The plaintiff was the owner of an automobile truck which was damaged while being driven over a country highway in the defendant town. The proof shows that it was being driven at about five miles an hour; that the highway was an unimproved road laid upon clay soil; that the road was rough and rutty; that the wheels of the truck were traveling in ruts made by wagons and other vehicles; that suddenly one of the forward wheels dropped into a hole or depression; that the hole was sufficiently deep to cause the forward axle to strike the ground; that the truck bounced forward; that a rear wheel went into the hole; that the hole was so deep that the wheel did not strike ground; that as a result the rear axle was dropped with violence to the roadway and the truck stopped; that the rear axle at its center then rested on the ground at a point midway between the ruts; that the violent dropping of the truck injured its machinery and other parts in various places. The plaintiff has had a verdict for the damage done to his truck upon the theory that the town superintendent of highways was negligent in not repairing the road at the place of the accident by filling in the hole or rut or otherwise making the road safe for travel.

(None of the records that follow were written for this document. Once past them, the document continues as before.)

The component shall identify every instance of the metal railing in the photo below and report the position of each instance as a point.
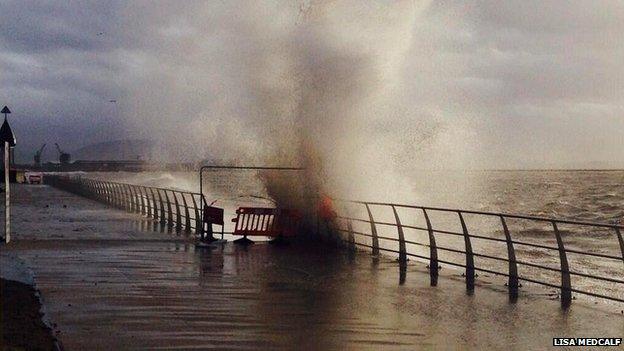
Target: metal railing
(392, 228)
(175, 209)
(466, 239)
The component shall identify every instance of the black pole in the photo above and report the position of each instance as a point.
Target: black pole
(201, 181)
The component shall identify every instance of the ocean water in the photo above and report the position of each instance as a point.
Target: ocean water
(593, 196)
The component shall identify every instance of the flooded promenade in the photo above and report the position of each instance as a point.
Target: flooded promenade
(114, 280)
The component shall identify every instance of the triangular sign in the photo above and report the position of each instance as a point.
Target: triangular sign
(6, 134)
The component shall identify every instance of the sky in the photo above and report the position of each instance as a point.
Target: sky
(411, 84)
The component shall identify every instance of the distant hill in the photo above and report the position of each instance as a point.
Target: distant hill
(116, 150)
(137, 149)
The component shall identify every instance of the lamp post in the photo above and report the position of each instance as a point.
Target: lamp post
(8, 141)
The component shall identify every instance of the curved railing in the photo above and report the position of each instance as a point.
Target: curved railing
(449, 237)
(463, 241)
(176, 209)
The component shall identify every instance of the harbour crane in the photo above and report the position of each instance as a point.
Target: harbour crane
(64, 157)
(37, 156)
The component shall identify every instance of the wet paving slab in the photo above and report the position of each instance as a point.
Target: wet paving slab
(139, 289)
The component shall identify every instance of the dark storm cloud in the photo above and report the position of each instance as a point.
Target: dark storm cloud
(511, 84)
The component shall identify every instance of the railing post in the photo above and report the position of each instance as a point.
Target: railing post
(351, 238)
(199, 230)
(178, 214)
(470, 272)
(402, 250)
(373, 232)
(114, 196)
(154, 204)
(142, 196)
(163, 219)
(169, 211)
(621, 240)
(132, 198)
(119, 196)
(129, 197)
(187, 214)
(433, 252)
(566, 286)
(512, 283)
(137, 197)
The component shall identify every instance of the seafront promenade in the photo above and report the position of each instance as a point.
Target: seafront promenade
(115, 280)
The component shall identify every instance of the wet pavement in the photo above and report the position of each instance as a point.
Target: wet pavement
(109, 281)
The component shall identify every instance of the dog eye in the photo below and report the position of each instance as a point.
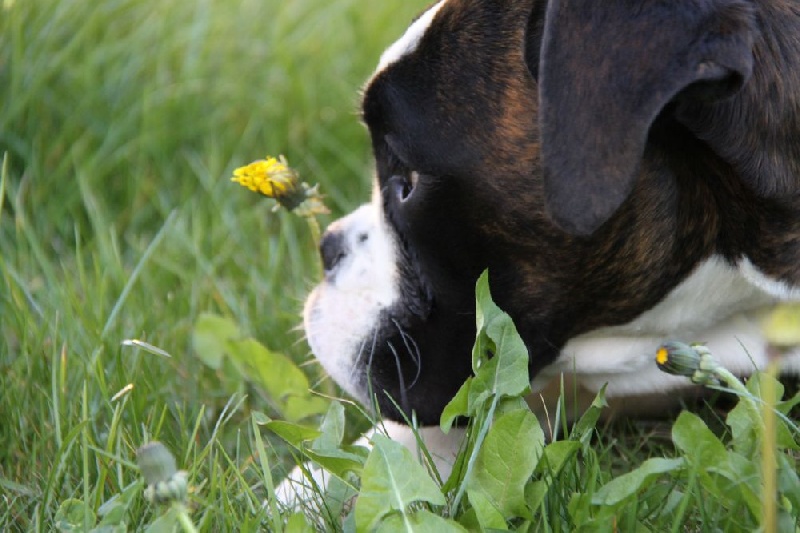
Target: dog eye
(403, 186)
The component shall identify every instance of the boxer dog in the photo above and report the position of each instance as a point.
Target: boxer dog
(627, 171)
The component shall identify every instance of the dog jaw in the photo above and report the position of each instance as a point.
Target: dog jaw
(340, 314)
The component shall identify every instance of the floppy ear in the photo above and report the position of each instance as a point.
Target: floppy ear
(606, 70)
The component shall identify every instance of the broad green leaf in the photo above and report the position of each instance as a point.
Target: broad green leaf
(73, 515)
(332, 428)
(744, 429)
(339, 461)
(420, 522)
(458, 406)
(294, 434)
(630, 484)
(211, 336)
(279, 377)
(485, 313)
(390, 481)
(506, 372)
(487, 514)
(507, 460)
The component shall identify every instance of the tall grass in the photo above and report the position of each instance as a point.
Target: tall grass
(120, 122)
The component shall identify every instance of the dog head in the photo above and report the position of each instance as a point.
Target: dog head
(495, 127)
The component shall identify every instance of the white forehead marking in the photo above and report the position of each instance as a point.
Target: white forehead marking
(410, 39)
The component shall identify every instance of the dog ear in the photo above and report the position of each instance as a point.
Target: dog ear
(606, 70)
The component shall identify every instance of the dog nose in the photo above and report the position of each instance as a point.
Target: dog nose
(332, 249)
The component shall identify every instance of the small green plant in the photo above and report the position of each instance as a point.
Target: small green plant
(507, 477)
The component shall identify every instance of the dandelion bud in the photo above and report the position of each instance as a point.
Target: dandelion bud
(275, 179)
(693, 361)
(164, 481)
(156, 463)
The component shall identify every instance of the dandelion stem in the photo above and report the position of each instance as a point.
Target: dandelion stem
(183, 518)
(723, 374)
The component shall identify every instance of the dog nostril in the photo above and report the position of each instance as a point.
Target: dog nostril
(332, 250)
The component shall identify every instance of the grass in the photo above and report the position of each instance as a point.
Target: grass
(120, 122)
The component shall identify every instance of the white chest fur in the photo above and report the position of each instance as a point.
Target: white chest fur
(717, 304)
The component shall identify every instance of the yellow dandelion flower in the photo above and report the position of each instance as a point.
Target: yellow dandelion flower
(273, 178)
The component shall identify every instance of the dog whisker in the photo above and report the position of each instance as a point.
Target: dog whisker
(413, 352)
(402, 384)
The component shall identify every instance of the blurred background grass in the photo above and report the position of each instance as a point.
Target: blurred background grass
(121, 122)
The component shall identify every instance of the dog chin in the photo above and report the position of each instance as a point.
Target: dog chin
(343, 313)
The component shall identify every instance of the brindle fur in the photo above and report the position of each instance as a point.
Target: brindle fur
(715, 170)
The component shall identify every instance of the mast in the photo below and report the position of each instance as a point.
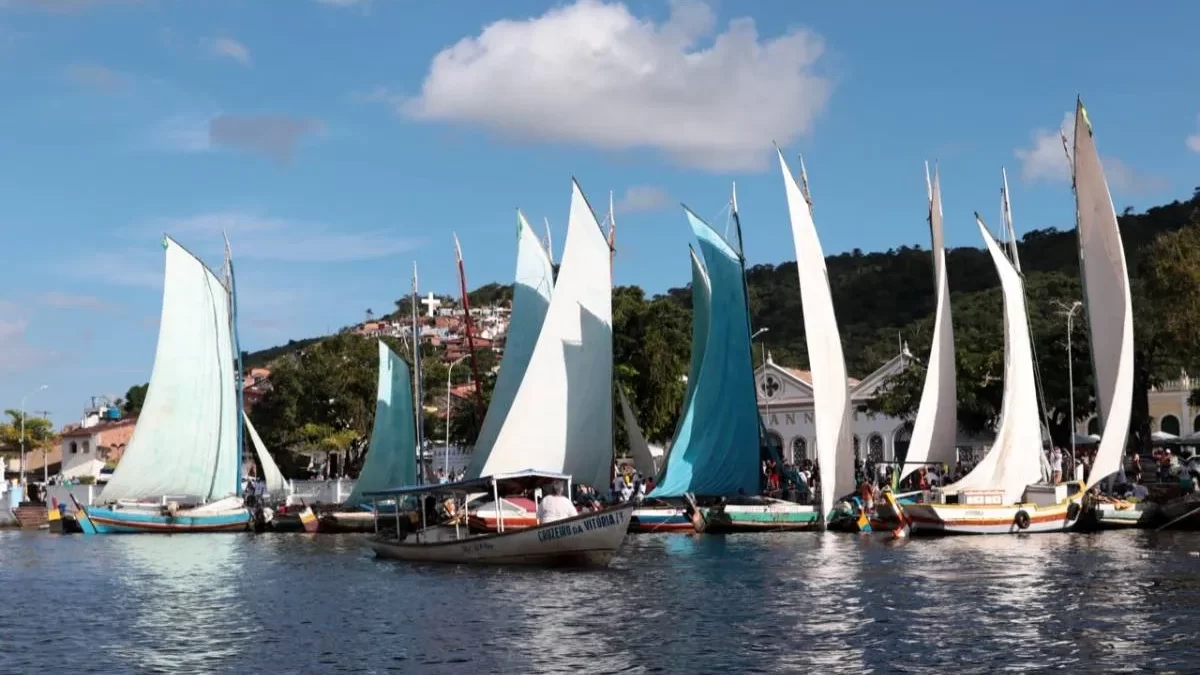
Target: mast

It is not disputed that the so-called hole was in fact a rut which had been expanded in width, length and depth by the wheels of heavily-loaded vehicles which had passed through the same during the wet season in the fall of the year. The witnesses for the plaintiff said that the hole or rut was three feet long and two feet wide. The witnesses Francis Shanley and James Shanley said that the hole was two feet deep. Both of them agreed, however, that they did not measure its depth, and that they could not see the bottom of the hole because it was filled with water. They merely reasoned to their conclusion from the fact that the wheel did not strike ground at the bottom of the hole. The distance between the hub and the outer surface of the wheel was less than eighteen inches. From the center of the axle there projected downwards for about six inches a portion of the housing of the differential. It was upon the housing that the rear end of the truck rested when the wheel *235lost trackage. The testimony of these witnesses, therefore, proves no greater depth for the hole than approximately twelve inches. The witness Smodell said that he did not know how deep the hole was, but thought it was “ about a foot and a half or something like that.” The witness. Gilgallon said that he could not swear to the depth of the hole, but “ should think a foot or a foot and a half.” Another witness by the same name said that he did not know, but should judge “ a foot or a foot and a half.” No other witnesses for the plaintiff gave proof upon the subject, so that his case closed with no positive evidence that the depth of the hole was greater than twelve inches. On the other hand, as many as five witnesses for the defendant, two of whom actually measured the hole, stated its depth to have been not greater than eight inches.
The highway in question was a back road ordinarily very little traveled. The defendant town, which embraces a territory almost wholly rural, has more than 100 miles of highway, more than 50 bridges, and more than 100 culverts. The highways are almost exclusively laid upon heavy clay soil, which is the natural soil of the town. The accident in question occurred in the month of December, and the hole or rut in question had first appeared in the month of November. The fact that the hole was filled with water shows that the usual heavy fall rains had occurred in the town.It requires but little imagination to visualize the probable condition at the time of substantially all the town roadways. The combination of clay surfaces, heavy rains and traveling vehicles inevitably makes holes and ruts show up in all highways. This is a natural condition which cannot be prevented and to my mind cannot reasonably be cured. It does not seem to me that a town superintendent of highways, having in charge 100 miles of highway, laid upon clay, is open to the charge of negligence because he fails to eliminate all the ruts which come in the rainy season, even ruts, such as this, of a depth of from eight to twelve inches. I think that the case of Osterhout v. Town of Bethlehem (55 App. Div. 198) justifies the conclusion that the plaintiff had no cause of action.
I favor a reversal and a dismissal of the complaint.
Van Kirk, J., concurs.
Judgment and order affirmed, with costs.